Some more benchmarks
25/Oct 2010
Gave tr1::unordered_map a try, it seems to do perfectly average, nothing spectacular, nothing awful, except for predict_grow with 4 byte objects, where it’s almost 10x slower than the next implementation (that’s not an anomaly, it happens every time).
I also found a bug in RDE where I overoptimized it a little bit - could result in a crash when searching for item that’s just been removed. It slowed fetch by about 3%, however later I found a way to remove some branches and sped it up by ~6% again, so final version is even faster. It made fetch_empty much slower (no early exit), but I don’t care about this scenario too much (how often do you actually care about quick lookup in an empty map?) and am willing to trade it for higher performance in 99% of cases. x86 (desktop machine) graphs below (two versions for 4 byte objects, as TR1 skewed the results quite a bit):
I also ran tests on X360 (only dense_hash_map, EASTL & RDE). It should be said, they’re not terribly realistic, especially ‘fetch’, after all it’s not normal to just sequentially fetch 50k objects one by one. To make it at least a tiny bit more interesting I added fetch2 test, which does the following:
objects are fetched in a random order, not sequentially,
every 64-th iteration, it tries to find item that’s not present in the map.

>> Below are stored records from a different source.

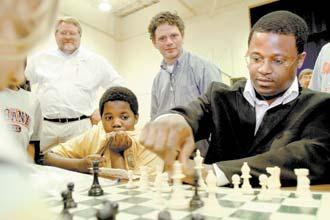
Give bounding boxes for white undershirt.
[166,64,174,73]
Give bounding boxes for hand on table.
[78,154,105,173]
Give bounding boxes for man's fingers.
[178,136,196,166]
[153,126,168,153]
[164,147,177,170]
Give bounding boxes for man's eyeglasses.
[57,31,79,37]
[245,54,299,69]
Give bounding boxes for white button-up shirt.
[25,48,125,118]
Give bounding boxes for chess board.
[43,182,330,220]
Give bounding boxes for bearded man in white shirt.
[25,17,125,152]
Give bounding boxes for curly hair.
[248,11,308,54]
[99,87,139,116]
[148,11,185,40]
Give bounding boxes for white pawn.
[153,165,163,187]
[241,162,253,195]
[257,174,271,201]
[126,170,137,189]
[160,172,171,193]
[139,166,149,191]
[231,174,241,195]
[194,149,207,190]
[205,170,217,193]
[153,170,166,207]
[168,161,188,210]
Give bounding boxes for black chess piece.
[61,191,73,220]
[96,201,119,220]
[189,172,204,209]
[88,160,104,196]
[111,201,119,216]
[191,213,204,220]
[158,210,172,220]
[66,182,77,208]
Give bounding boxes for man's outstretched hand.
[139,114,195,169]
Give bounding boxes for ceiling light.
[98,0,112,12]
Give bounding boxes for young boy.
[44,86,163,176]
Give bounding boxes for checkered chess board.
[42,182,330,220]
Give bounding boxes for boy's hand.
[106,131,132,153]
[78,154,105,173]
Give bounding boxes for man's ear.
[297,52,307,69]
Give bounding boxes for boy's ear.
[134,115,139,124]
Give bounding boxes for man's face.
[153,23,183,64]
[247,32,305,96]
[55,22,81,54]
[101,101,138,133]
[299,74,312,88]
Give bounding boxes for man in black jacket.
[140,10,330,186]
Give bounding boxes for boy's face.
[101,101,138,133]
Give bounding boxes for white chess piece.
[206,170,217,193]
[257,174,271,201]
[294,168,312,199]
[153,171,166,207]
[241,162,253,195]
[168,161,188,209]
[160,172,172,193]
[139,166,149,191]
[153,165,163,187]
[126,170,137,189]
[231,174,241,195]
[203,170,222,213]
[266,167,281,197]
[194,149,207,190]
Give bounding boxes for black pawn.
[111,201,119,216]
[88,160,104,196]
[66,182,77,208]
[96,201,119,220]
[158,210,172,220]
[191,213,204,220]
[61,191,73,220]
[189,172,204,209]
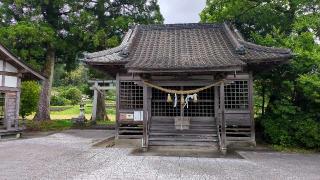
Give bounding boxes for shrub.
[294,118,320,148]
[62,87,82,105]
[261,100,320,149]
[20,81,41,119]
[50,95,70,106]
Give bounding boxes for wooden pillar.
[142,84,149,149]
[214,86,219,119]
[5,93,9,131]
[91,81,98,122]
[115,74,120,139]
[220,81,227,154]
[249,72,256,146]
[15,76,21,130]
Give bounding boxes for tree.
[20,81,41,119]
[0,0,163,121]
[0,0,79,121]
[73,0,164,120]
[201,0,320,148]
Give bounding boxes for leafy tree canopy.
[201,0,320,148]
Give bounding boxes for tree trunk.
[96,91,106,121]
[33,47,55,121]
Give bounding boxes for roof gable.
[0,44,45,80]
[84,23,293,73]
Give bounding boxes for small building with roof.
[83,23,292,153]
[0,44,45,137]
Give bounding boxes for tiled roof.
[84,23,292,72]
[238,40,293,63]
[83,27,138,64]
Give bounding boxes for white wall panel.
[4,76,18,87]
[5,62,18,73]
[0,60,3,71]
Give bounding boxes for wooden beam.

Xenon results (nice thing about them is they’re much more consistent, differ by maybe 1-3ns from run to run):
Obviously, it’s still quite far from real-life applications, so it’s best to just plug in some of those implementations and give them a test drive.
Old comments
admin 2011-01-19 01:29:23
Sure, but it’s not exactly ‘my’ test suite. I use Google’s sparsehash - http://code.google.com/p/google-sparsehash/ (time_hash_map.cc).
Mike 2011-01-18 11:17:43
Could you please provide a source code of your test suite? I find the results you provided somehow confusing, because it contradicts the results of my company’s internal benchmarks for stl containers. Maybe you’re using the custom hash function for std::hash_map\unordered_map or something like that..
xp 2010-10-26 15:06:18
very nice! looking forward to “move semantics” in RDESTL.